第33話

 そして優斗の休日になる。二人はドライブデートをしようと計画していた。但しもちろん最後にはお酒が付く。

「じゃあ、今日はユウちゃんとデートだから!」

 茉由奈は家を離れる時、丁度母親が居たのでそんな事を言いながら車で迎えにきた優斗の方に近付く。

「離婚したばっかりの娘がそんな事を言うからお母さん微妙な顔してるやん」

 優斗は茉由奈の母親に会釈をして車を進めた。

「親達は全部知ってるんだから別に構んのやない? ってかユウちゃんってうちのお母さんの事昔はおばちゃんって呼んでたよね?」

 嬉しそうに助手席でニコニコしている茉由奈は話していた。

「まあ、今はマユが彼女な訳だしそんな人の親をおばちゃんとは呼べないでしょ……言葉で言うならそっちこそ段々と方言が戻ってきたね」

「うんっ? あたしずっと方言使っとるつもりだったんだけど……」

 自分ではしっかりと地元に戻れば方言のスイッチをオンにしているつもりの茉由奈だった。

「やっぱり再会した時はちょっと違っとったよ」

「そうかな?」

 茉由奈には違いが解らず首をひねっていた。

「それでドライブデートは良いけど目的地考えてる?」

 取り敢えずは市街地に向けて走っている優斗が隣に聞いた。

「全く考えてない!」

 横からは元気よく軽く答えられた。

「どの道を進めば良いんだ」

 優斗は信号待ちになった所で顔を伏せてしまった。

「気を楽にしてたら次は解るもんよ」

 茉由奈の顔はにこやかとそんな事を語る。

 あなたはそうやって笑う。そんな顔が愛おしい。僕には無いところだからなのかな。

「俺達そんな事ばっかりだな……次を考えんと取り敢えず進んでみるって」

「ユウちゃんの告白とか?」

 ほんの数ヶ月前の事を茉由奈は懐かしそうに語っていた。助手席で楽しそうに遠くを眺めている。

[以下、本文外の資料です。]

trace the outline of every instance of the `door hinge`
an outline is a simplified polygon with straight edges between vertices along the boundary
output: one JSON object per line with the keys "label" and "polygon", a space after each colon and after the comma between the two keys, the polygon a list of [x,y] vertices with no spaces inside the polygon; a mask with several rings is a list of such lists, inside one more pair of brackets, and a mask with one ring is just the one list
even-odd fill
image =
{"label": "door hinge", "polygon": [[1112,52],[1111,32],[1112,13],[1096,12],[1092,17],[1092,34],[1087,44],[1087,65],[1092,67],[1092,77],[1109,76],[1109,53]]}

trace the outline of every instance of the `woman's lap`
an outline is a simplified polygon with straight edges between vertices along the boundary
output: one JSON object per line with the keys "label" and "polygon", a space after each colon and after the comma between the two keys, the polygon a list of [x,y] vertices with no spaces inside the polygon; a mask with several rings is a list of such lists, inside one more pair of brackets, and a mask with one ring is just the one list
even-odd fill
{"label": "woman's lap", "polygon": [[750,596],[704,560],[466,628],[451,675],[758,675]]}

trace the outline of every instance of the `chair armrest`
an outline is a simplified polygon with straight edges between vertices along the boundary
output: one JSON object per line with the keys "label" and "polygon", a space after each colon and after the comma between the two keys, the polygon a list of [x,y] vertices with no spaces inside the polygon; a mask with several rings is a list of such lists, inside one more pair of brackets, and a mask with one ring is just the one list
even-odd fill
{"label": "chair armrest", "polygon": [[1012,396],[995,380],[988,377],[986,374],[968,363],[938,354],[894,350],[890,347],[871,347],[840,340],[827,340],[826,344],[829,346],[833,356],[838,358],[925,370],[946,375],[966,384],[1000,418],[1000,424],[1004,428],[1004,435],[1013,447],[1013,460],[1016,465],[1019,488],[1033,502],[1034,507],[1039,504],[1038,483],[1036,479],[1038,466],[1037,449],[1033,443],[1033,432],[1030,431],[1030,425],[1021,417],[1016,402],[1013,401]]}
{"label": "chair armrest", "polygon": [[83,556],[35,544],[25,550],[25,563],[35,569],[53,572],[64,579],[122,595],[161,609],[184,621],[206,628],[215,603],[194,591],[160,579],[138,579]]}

 しかし優斗にはそんな事できないでいた。確かにあの告白は考え無しだった。今冷静になって考えると恐ろしい。軽蔑されてもおかしくない事だった。そんな風に思うと優斗はつい運転を辞めてうつむきたくもなる。

「あれはマユにかなり背中押されたからそうなった訳で……」

 どうにかそんな自分を正当化しようと優斗は困った様子ながら返事をしている。

「後悔してる? 時々あたし思うの。こんな一度結婚に失敗してる女じゃなくてユウちゃんならちゃんとした人と幸せになれるんじゃないかと」

 茉由奈は優斗の方を見ずに窓の外を眺めながら話していた。そう君は素敵な人だ。あたしじゃなくてもそう思う人は必ず居る。だから余計に思う時が有るんだよ。本当にこんなあたしで良いのかと。

 優斗はその言葉の真剣さが気になったが二人の間にもう問題は無いと思いあえて心配しないことにした。

「俺はこれで本当に良かったと思ってる。心の底からマユの事がどうしようもなく恋しくてずっと隣に居てほしいと思ってたから。他に幸せは無いよ」

 運転をしながら話していると隣の茉由奈から真っ直ぐな視線が有る事が解る。

 直ぐに見つめ返せない今の状況が憎くも有る。

「ありがとう。嬉しいな……」

 じっと見つめていた茉由奈は再び反対側を向くとそう返した。その声はちょっと震えてた様にも聞こえた。

 それから二人は本当に適当に道を進んだ。特に観光地でも無い所を進んだり看板を頼りに知らない道を走ってみたり風景の良い所で休憩してみたりして時間を過ごしていた。もちろんその間にはずっとおしゃべりを続けて退屈は全くしなかった。